In [5]:
# ======================================================================
# feature_selection.ipynb  |  Disease-Prediction Mini-Hackathon
# FOCUSED: Comprehensive feature selection pipeline only
# Author: <your name>  |  Python 3.10.11
# ======================================================================

# %% [markdown]
# # 1. Setup & Configuration

# %%
import os, warnings, logging, joblib, json
import numpy as np, pandas as pd
import matplotlib.pyplot as plt, seaborn as sns
from pathlib import Path
from sklearn.feature_selection import (
    SelectKBest, chi2, mutual_info_classif, 
    RFE, RFECV, SelectFromModel, VarianceThreshold
)
from sklearn.ensemble import RandomForestClassifier, ExtraTreesClassifier
from sklearn.linear_model import LogisticRegression
from sklearn.model_selection import StratifiedKFold

warnings.filterwarnings("ignore")
SEED = 42
np.random.seed(SEED)

# Paths
ROOT = Path.cwd().parent if Path.cwd().name.lower()=="notebook" else Path.cwd()
PROC = ROOT / "data" / "processed" 
MODELS = ROOT / "models"
MODELS.mkdir(exist_ok=True)

print("🔍 Feature Selection Pipeline")
print("=" * 50)

# %% [markdown]
# # 2. Data Loading

# %%
X_train = pd.read_csv(PROC / "X_train.csv")
y_train = pd.read_csv(PROC / "y_train.csv").squeeze()
X_valid = pd.read_csv(PROC / "X_valid.csv") 
y_valid = pd.read_csv(PROC / "y_valid.csv").squeeze()

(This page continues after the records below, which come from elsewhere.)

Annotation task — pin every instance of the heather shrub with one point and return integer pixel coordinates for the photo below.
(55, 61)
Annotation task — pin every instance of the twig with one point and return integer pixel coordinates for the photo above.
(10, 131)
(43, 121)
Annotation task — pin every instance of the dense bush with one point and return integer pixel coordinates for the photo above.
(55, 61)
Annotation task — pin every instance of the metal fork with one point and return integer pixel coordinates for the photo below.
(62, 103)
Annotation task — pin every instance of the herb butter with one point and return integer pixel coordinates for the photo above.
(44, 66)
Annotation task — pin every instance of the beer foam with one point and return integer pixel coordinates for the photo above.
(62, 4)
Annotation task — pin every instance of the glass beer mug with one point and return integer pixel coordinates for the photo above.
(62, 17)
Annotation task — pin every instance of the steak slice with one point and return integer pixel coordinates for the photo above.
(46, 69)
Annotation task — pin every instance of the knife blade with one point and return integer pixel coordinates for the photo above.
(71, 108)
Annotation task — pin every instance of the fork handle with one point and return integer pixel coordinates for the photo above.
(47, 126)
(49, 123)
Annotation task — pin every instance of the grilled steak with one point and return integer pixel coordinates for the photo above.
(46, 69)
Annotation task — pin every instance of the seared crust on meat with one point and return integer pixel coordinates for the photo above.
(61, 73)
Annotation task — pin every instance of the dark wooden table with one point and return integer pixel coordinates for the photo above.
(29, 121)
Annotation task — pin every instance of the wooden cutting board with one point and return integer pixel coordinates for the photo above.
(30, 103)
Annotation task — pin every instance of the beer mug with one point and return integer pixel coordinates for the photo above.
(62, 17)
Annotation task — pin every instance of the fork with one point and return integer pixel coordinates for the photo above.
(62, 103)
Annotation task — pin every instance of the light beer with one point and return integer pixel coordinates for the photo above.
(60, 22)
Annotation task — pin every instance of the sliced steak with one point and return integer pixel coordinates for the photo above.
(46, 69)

print(f"Training shape: {X_train.shape}")
print(f"Original features: {X_train.shape[1]}")

# %% [markdown]
# # 3. Feature Selection Methods

# %%
print("\n🔍 FEATURE SELECTION PIPELINE")
print("=" * 50)

# Method 1: Remove Low Variance Features
print("Step 1: Variance Threshold...")
variance_selector = VarianceThreshold(threshold=0.01)
variance_selector.fit(X_train)
variance_features = X_train.columns[variance_selector.get_support()].tolist()
X_train_filtered = X_train[variance_features]
print(f"   Kept {len(variance_features)} features (removed {X_train.shape[1] - len(variance_features)})")

# Method 2: Chi-Square
print("Step 2: Chi-Square selection...")
chi2_selector = SelectKBest(chi2, k=min(60, len(variance_features)))
chi2_selector.fit(X_train_filtered, y_train)
chi2_features = X_train_filtered.columns[chi2_selector.get_support()].tolist()
print(f"   Selected {len(chi2_features)} features")

# Method 3: Mutual Information  
print("Step 3: Mutual Information...")
mi_selector = SelectKBest(mutual_info_classif, k=min(60, len(variance_features)))
mi_selector.fit(X_train_filtered, y_train)
mi_features = X_train_filtered.columns[mi_selector.get_support()].tolist()
print(f"   Selected {len(mi_features)} features")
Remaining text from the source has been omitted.